Troisième séminaire du projet
Le territoire et ses constructions. Regards Croisés Mexique-France

Centre d’Études Transdisciplinaires. Sociologie, Anthropologie, Histoire (EHESS), Paris
Centre de Recherche Ville, Société, Territoire (UMR Citeres/CNRS-Université Tours)
Equipe Agua y Sociedad de El Colegio de San Luis (SEP-Conacyt-Mexique)
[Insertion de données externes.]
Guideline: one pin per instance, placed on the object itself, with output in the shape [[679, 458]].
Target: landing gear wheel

Les 28 et 29 juin 2006 à l’EHESS, 105 bd Raspail, Paris 6è

Programme

Financé par les programmes
ECOS/Nord-ANUIES/Conacyt (Action M03H04)
ACI –Terrains, Techniques, Théories
Travail interdisciplinaire en sciences humaines et sociales
Ministère délégué à la Recherche et aux Nouvelles Technologies


L’objectif de ce séminaire réalisé dans le cadre du projet « Le territoire et ses constructions. Regards croisés Mexique-France » est d’interroger la pertinence de la notion de patrimonialisation pour analyser les mutations des perceptions, représentations et pratiques des espaces « naturels » et ruraux dans les contextes mexicains et français. Il s’agit en particulier de tenter de discuter le rôle des différentes formes de saisie patrimoniale de ces espaces dans les processus de territorialisation.
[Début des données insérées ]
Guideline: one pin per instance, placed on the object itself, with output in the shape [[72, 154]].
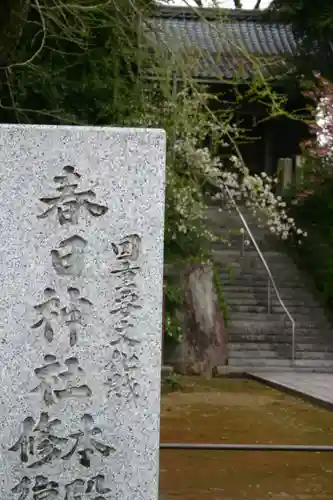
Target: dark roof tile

Les échanges réalisés dans le cadre de notre projet, ont permis de prendre conscience de l’ampleur des différences de contextes en ce qui concerne les modalités de ce que nous avions dénommé « crise de vocation » des espaces ruraux ; les formes de la diffusion de l’urbanisation mais aussi les cadres analytiques avec lesquels les sciences sociales prennent en compte les dynamique de ces espaces ruraux. Il n’en reste pas moins que dans les deux contextes semblent se multiplier les situations sociales qui contribuent à charger des espaces ruraux ou « naturels », des éléments du milieu, de valeurs patrimoniales. C’est-à-dire à la fois la reconnaissance de leur importance pour l’identité et l’existence d’un groupe, mais aussi une façon particulière de penser le devenir d’espaces et d’objets à partir de leur « conservation », et l’acceptation d’une responsabilité publique dans cette conservation pouvant déboucher sur l’encadrement des usages et de la propriété. Ces processus de patrimonialisation peuvent résulter de politiques publiques, de revendications des populations rurales ou des usagers.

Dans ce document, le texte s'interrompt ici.